Comic „Hanno“: Ein Dickhäuter sucht das Glück

Hanna Gressnich hat für ihren Comic „Hanno“ eine historisch belegte Geschichte verarbeitet. Doch die Zeichnerin bleibt hinter den eigenen Stärken zurück.

Ob Hanna Gressnich sich mit der Auswahl des Stoffes für ihr neustes Büchlein einen Gefallen getan hat, das kann zumindest infrage gestellt werden. „Hanno“ erzählt die Geschichte eines indischen Elefanten, der im 16. Jahrhundert von König Emanuel I. von Portugal als Geschenk für Papst Leo X. auserkoren wurde.

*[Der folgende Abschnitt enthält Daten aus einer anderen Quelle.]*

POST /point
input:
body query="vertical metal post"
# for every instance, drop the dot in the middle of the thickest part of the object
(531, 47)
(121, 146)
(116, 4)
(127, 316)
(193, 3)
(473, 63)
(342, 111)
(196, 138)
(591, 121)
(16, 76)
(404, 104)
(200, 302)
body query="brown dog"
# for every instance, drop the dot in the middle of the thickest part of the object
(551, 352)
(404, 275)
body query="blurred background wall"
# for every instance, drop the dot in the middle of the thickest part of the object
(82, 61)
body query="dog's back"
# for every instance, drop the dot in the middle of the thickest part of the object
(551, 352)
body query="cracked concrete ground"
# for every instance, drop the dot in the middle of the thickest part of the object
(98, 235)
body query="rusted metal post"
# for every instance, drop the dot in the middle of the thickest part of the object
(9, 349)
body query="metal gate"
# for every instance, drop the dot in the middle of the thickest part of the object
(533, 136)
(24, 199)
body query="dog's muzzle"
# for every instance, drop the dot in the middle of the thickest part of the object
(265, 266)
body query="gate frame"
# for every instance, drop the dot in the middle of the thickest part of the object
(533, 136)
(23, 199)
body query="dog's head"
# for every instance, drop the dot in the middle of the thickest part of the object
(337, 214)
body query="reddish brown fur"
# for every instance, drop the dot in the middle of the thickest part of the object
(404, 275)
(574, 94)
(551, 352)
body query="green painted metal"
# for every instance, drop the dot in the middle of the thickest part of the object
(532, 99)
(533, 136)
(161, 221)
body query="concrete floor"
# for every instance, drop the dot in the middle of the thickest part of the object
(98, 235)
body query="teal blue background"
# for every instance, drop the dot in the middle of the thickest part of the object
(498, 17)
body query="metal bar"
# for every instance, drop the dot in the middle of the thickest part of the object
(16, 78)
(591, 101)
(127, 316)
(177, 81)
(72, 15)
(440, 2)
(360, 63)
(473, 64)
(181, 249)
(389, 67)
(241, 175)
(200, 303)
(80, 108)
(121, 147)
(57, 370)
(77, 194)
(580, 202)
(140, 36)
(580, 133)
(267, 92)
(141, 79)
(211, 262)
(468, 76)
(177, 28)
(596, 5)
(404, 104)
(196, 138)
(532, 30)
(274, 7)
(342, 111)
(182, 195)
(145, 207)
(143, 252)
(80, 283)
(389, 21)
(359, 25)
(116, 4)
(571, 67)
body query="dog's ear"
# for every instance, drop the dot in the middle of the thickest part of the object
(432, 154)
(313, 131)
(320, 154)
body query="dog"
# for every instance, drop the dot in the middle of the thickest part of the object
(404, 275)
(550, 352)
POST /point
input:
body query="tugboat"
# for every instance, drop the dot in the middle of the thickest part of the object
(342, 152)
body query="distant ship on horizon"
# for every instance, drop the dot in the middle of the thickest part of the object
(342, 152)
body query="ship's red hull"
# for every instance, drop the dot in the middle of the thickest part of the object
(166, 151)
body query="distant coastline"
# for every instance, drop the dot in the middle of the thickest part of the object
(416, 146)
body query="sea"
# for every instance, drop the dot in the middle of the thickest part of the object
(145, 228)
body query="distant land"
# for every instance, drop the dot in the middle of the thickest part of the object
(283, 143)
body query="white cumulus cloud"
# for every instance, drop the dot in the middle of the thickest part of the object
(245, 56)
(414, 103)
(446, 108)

Nach einem strapaziösen Transport nach Rom, verbrachte er dort zwei mitunter qualvolle Jahre, wurde zur Schau gestellt und gemästet. Schließlich starb er an einer schlimmen Verstopfung, die falsch behandelt wurde.

„Was ist Glück?“

In lockeren Bleistiftzeichnungen präsentiert der Comic diese Eckpunkte von Hannos Geschichte. Hinzu kommt eine Art Rahmen, der die historisch belegte Geschichte umschließt. Auf jeweils einer Doppelseite wird die existentielle Frage „Was ist Glück?“ gestellt – die Antwort fällt allerdings zu Beginn und Ende des Comics deutlich anders aus.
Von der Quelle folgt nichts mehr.